Back in 2007 when I had just moved to Glasgow, I bought two books - Description of the World by Herodotus and Travels with Herodotus by Ryszard Kapuściński. I really just wanted to buy Herodotus' classic, but it so happened that Kapuściński's book was on a Buy One, Get One HALF PRICE offer. Four years later and I finally managed to read both books starting of course with Description of the World. Herodotus' book made for a heavy and at times uninteresting read loaded as it is with details of puzzling family lineages and bloody royal skirmishes. But Herodotus, the father of history, is at his best when he abandons all the technical pecularities and delves into describing foreign (ie non-Greek) cultures. He does this with a kind of childlike amazement which might not be immediately evident when describing cultures closer to his home but verges onto fantasy when writing about far-away tribes and civilizations. Werewolves, flying snakes and a whole nation of dwarves? They were all there somewhere in Herodotus' world. 

These chapters I thought were the highlights of the book. There's something mind-expanding and even comforting about the fact that cultures have always been in constant flux and motion ever since the dawn of mankind. Cultures mutate, call themselves different things over time, devour eachother up, give birth to new ones and a (at least) 2500 year-old pattern can only mean that this is how it will always be. I find it comforting in this sense, even if I know that in a few years only a tiny fraction of our 6000 languages will still be in use. 


Kapuściński's Travels With Herodotus dwells on such matters. He basically made Herodotus' classic much more interesting to me. Kapuściński, the great Polish journalist and traveller, extracted these bits and expanded on them by inquiring and trying to imagine himself as a journalist in Herodotus' time or vice versa.
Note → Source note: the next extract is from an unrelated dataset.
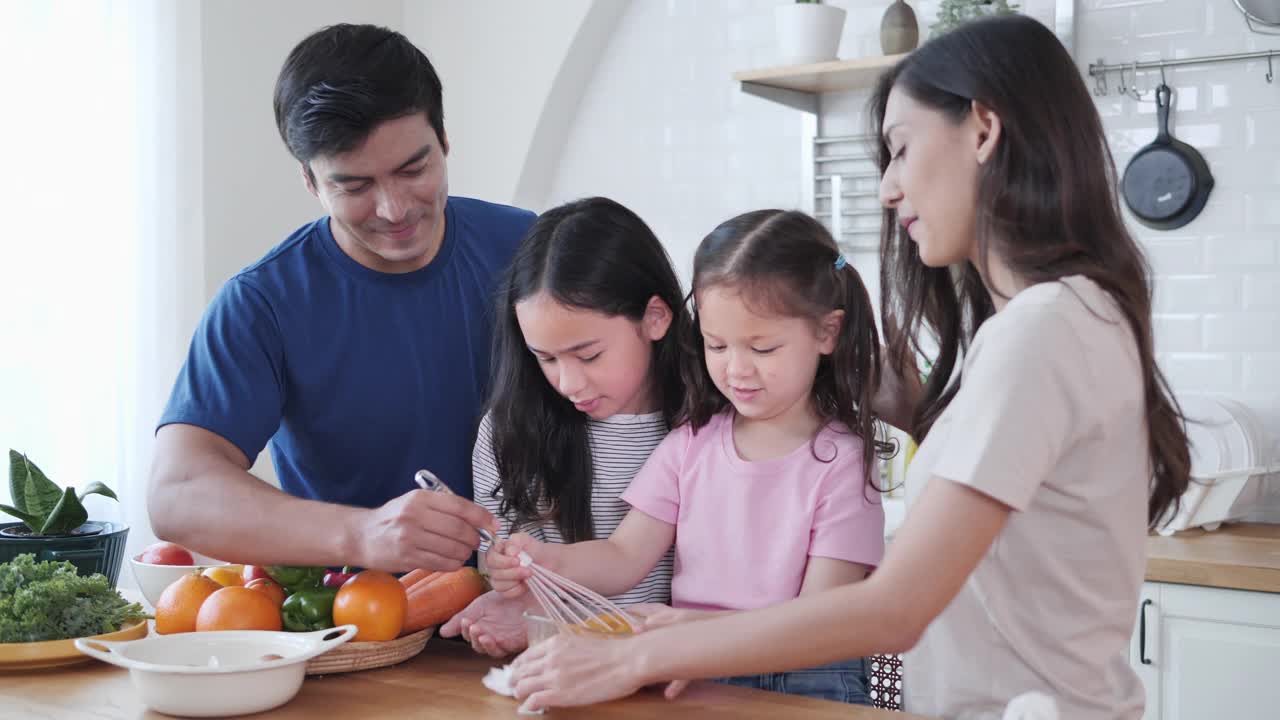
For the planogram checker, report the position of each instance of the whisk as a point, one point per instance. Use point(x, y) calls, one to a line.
point(567, 604)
He treated Herodotus as a buddy and by sharing their travels together came up with some amazing observations. The stuff that Kapuściński wrote down in this book is stuff which I think about most of the time, and simply seeing these thoughts alive and put into words developed in me some kind of camaraderie with the man, perhaps in ways similar to Kapuściński himself and Herodotus. 
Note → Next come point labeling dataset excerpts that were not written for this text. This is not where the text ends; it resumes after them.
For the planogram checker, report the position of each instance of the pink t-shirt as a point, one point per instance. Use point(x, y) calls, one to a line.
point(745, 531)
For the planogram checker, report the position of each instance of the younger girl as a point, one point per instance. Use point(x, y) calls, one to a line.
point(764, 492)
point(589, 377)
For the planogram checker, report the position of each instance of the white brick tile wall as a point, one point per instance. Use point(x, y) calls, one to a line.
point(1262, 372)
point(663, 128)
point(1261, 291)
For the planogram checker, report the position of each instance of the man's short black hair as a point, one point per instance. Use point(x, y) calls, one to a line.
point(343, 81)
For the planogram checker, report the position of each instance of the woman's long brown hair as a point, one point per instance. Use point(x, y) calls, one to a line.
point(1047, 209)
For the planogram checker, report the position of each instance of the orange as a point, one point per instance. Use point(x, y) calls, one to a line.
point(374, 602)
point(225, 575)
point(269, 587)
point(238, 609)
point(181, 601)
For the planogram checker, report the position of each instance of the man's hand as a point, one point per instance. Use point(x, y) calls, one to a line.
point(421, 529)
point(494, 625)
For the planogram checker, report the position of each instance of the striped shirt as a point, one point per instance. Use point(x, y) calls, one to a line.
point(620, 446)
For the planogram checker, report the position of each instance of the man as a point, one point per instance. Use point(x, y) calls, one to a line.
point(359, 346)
Here are some extracts which I felt I related the most to. I like to think that lines like these feed into my illustrations somehow.
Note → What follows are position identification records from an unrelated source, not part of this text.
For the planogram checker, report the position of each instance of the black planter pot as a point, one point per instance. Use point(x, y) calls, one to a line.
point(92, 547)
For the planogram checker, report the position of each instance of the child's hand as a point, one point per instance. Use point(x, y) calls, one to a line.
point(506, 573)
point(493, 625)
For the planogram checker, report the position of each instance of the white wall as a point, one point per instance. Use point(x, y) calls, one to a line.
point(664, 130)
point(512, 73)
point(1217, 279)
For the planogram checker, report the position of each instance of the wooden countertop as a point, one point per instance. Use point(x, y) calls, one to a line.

"Herodotus was therefore a Greek Carian, an ethnic half-breed. Such people who grow up amid different cultures, as a blend of different bloodlines, have their worldview determined by such concepts as border, distance, difference, diversity. We encounter the widest array of human types among them, from fanatical, fierce sectarians, to passive, apathetic provincials, to open, receptive wanderers - citizens of the world." 

"Yes, Herodotus is never shocked at difference, never condemns it; rather, he tries to learn about it, to understand and describe it. Difference? It serves by some paradox only to emphasize a greater oneness, speaking to its vitality and richness." 

"Traveling and encountering various tribes and peoples, Herodotus observes and records that each of them has its own history, which unfolds independently from yet parallel to other histories - in other words, that far from being one story, human history in its aggregate resembles a great cauldron whose perpetually simmering surface sees incessant collisions of innumerable particles, each moving in their own orbits, along trajectories that intersect at an infinite number of points."

"Herodotus learns about his worlds with the rapturous enthusiasm of a child. His most important discovery? That there are many worlds. And that each is different. 
Each is important.
And that one must learn about them, because these other worlds, these other cultures, are mirrors in which we can see ourselves, thanks to which we understand ourselves better - for we cannot define our own identity until having confronted that of others, as comparison."